Hollywood strike is about intellectual property and AI

On Behalf of | Aug 2, 2023 | Intellectual Property, Right Of Publicity |

The 160,000 SAG-AFTRA (The Screen Actors Guild – American Federation of Television and Radio Artists) members on strike have much in common with the already striking 11,000 scriptwriters. They are all concerned that AI will replace them, which can create scripts and generate likenesses of actors. Many see the remarkable advances made by AI as an existential threat to their profession. The striking actors are trying to protect and capitalize on their right to publicity.

The issues for actors

The list of Hollywood A-list stars is relatively short and ever-changing, depending on who’s hot. While it may seem hard to feel sympathetic to actors who get paid millions to play “make-believe” or use their brand for lucrative endorsement deals, the vast majority of 160,000 striking actors and union members do not enjoy those kinds of revenue streams. The Rock earned $270 million in 2022, but 87% percent of the striking actors earn less than $26,000 annually. The gross pay scale is $27.73 per hour with a minimum of $3,756 for a week’s work on a television show.

The fear is that the Hollywood extra of the future may get a day’s work where the studio scans the actor’s image and then has use of it endlessly. According to SAG-AFTRA negotiators, actors are already scanned with the same regularity as they would get their hair, costumes, and make-up.

There are certainly benefits for the stars:

  • Actors do not need to participate in dangerous stunts.
  • Missing actors can later get inserted into a scene rather than halt the production.

But the economics for the Hollywood extra are daunting. Studios can generate AI images of people rather than the overhead of running a large set with dozens of extras. Rather than run multiple takes of a scene, the AI characters don’t blow their lines, misuse a prop, trip on something or otherwise make mistakes.

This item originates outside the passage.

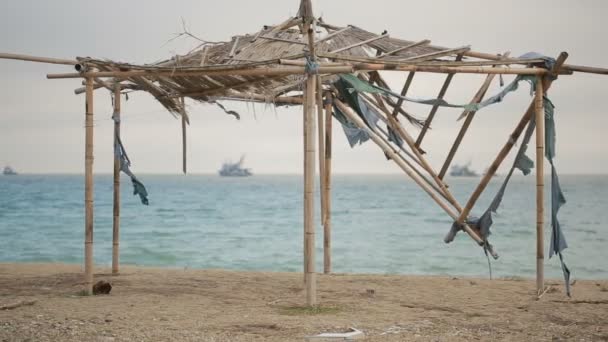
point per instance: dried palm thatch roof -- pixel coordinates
(275, 47)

Control of right to publicity

Scanned actors of all levels in the food chain make decisions over what work they do. Actors may take a job because they need the work, but it’s their decision, and they do the work. Unless the use runs afoul of rights of publicity or contractual restrictions, AI can mean that any scanned actor could be made to do anything.

Fighting back

To protect the actors’ livelihood, SAG-AFTRA attorneys are fighting for restrictions on how AI images are used and for how long. Proposals involve using images for the length of a project, with actor approval coming if their image or likeness is used again on another project. Not only does it ensure payment for usage, but it could also be a big deal if a scanned extra subsequently becomes a well-known star whose image is already scanned by a studio.

Money for AI

While studios are using AI to cut costs in other areas, it is worth noting that Netflix recently posted a job for an AI product manager with a $900,000 salary. Rather than the historical job of creating algorithms for recommending shows based on watching habits, that AI product manager will likely do much more. With the studios moving forward, it is clear that the changing IP landscape caused by AI is not an issue that will subside any time soon.